(That is to be said just in the fashion of the soup nazi from Seinfeld)
Today is my last day of work for 6? 7 months? Maybe more…maybe less…who knows! No more having to you know, shower and blow dry hair and wear shoes with heels and clothes that look half way decent. The getting up early thing? Well Daise is an early riser so I will still be up before 6 most mornings I am sure (bring on day light savings so at least it will *feel* like I am sleeping in until 7am!)
Me being the strange creature that I am will probably miss work next week. I have loved coming in here everyday to this job that I was lucky enough to stumble into the week that I found out I was pregnant with this little one. I work with great people – particularly some fabulous women – who work, and have kids, or are trying to have kids, they have just been great company and made my weeks fly by! What a great thing to work in a company that supports a real life AND work. Yes, I will miss it.

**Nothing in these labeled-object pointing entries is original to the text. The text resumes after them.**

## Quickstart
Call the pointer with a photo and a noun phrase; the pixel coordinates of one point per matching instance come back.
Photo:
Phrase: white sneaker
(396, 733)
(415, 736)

BUT….I am also so so so so excited about just being a Mumma again. No more juggling (well different juggling) and even though I have NO doubts that the tiredness and bitching and moaning will continue about something at least it will be a different routine for a while. Some new material for you all. A change of scene. I am SO ready for it.

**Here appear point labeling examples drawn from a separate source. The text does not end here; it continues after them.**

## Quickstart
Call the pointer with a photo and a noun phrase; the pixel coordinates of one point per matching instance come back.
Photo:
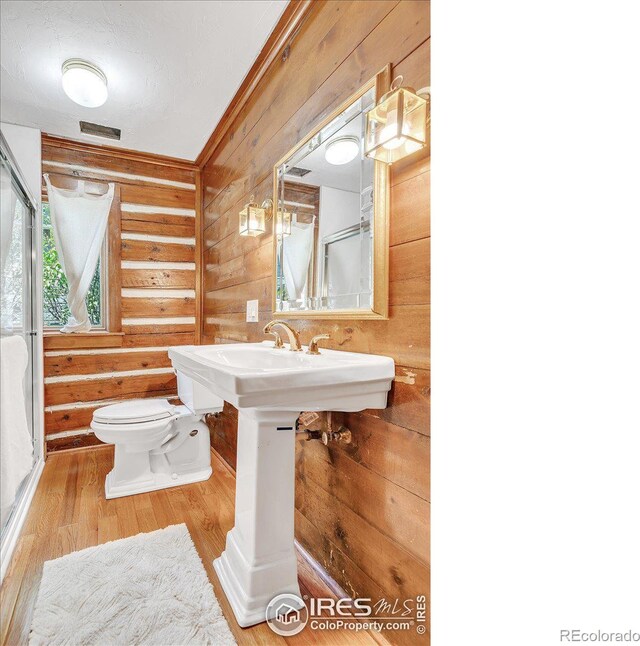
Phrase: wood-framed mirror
(331, 219)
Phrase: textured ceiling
(172, 67)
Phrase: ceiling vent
(99, 131)
(298, 172)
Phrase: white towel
(297, 255)
(16, 447)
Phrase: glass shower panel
(16, 276)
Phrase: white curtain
(8, 200)
(79, 221)
(297, 254)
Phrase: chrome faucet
(313, 344)
(294, 338)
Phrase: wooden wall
(362, 510)
(152, 287)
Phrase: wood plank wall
(157, 273)
(362, 510)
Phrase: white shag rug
(149, 589)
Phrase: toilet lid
(136, 410)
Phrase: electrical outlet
(252, 311)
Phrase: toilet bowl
(157, 444)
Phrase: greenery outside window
(55, 287)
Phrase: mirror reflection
(324, 219)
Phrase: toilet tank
(196, 397)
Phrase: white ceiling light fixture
(342, 150)
(84, 83)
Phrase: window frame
(111, 335)
(104, 280)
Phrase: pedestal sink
(270, 387)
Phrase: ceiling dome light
(84, 83)
(342, 150)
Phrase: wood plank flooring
(69, 512)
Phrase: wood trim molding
(294, 15)
(90, 340)
(112, 151)
(199, 271)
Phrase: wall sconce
(283, 224)
(253, 218)
(397, 125)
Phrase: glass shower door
(16, 309)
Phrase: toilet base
(157, 481)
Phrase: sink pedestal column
(259, 561)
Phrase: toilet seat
(136, 411)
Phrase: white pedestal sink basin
(270, 388)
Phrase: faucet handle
(313, 344)
(278, 345)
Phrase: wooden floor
(69, 512)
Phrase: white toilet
(157, 445)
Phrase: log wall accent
(361, 510)
(157, 277)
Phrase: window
(55, 286)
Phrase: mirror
(331, 250)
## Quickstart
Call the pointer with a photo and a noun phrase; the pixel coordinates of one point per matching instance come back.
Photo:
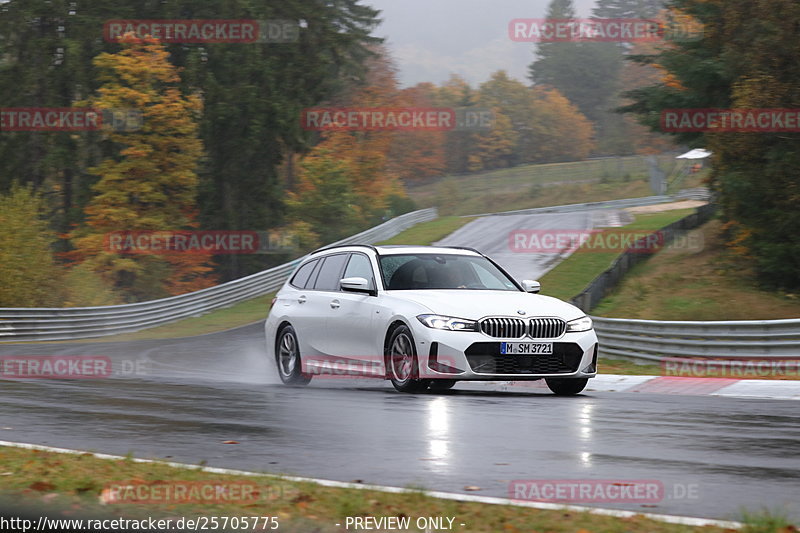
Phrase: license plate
(526, 348)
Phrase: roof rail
(334, 246)
(463, 248)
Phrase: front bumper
(463, 355)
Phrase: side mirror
(357, 285)
(528, 285)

It doesn’t seem like that long ago when it was my last day of work before I had Daisy. I know that this is all going to fly by at some ridiculous speed, and while this could be the last babe we have I want to try and slow down, enjoy the last stages of pregnancy (well as much as you can) and soak up that newborn that only stays that way for such a short time. I want to remember how Daisy is with him/her, how our family changes from 3 to 4, how I feel, all of it (good and bad, frustrating and overwhelmingly happy) just so I can lock it away in my heart. I am looking forward to sharing it all with you too. I know that people actually come here and read. Are interested. May even care about us. And that’s pretty cool I think. It’s going to be quite the adventure and I’m ready if you are?
Now? Well perhaps not right now, but soon? Champagne to celebrate – no more work! Woop! Woop!
How exciting! I’m so looking forward to the work to mummy transition too.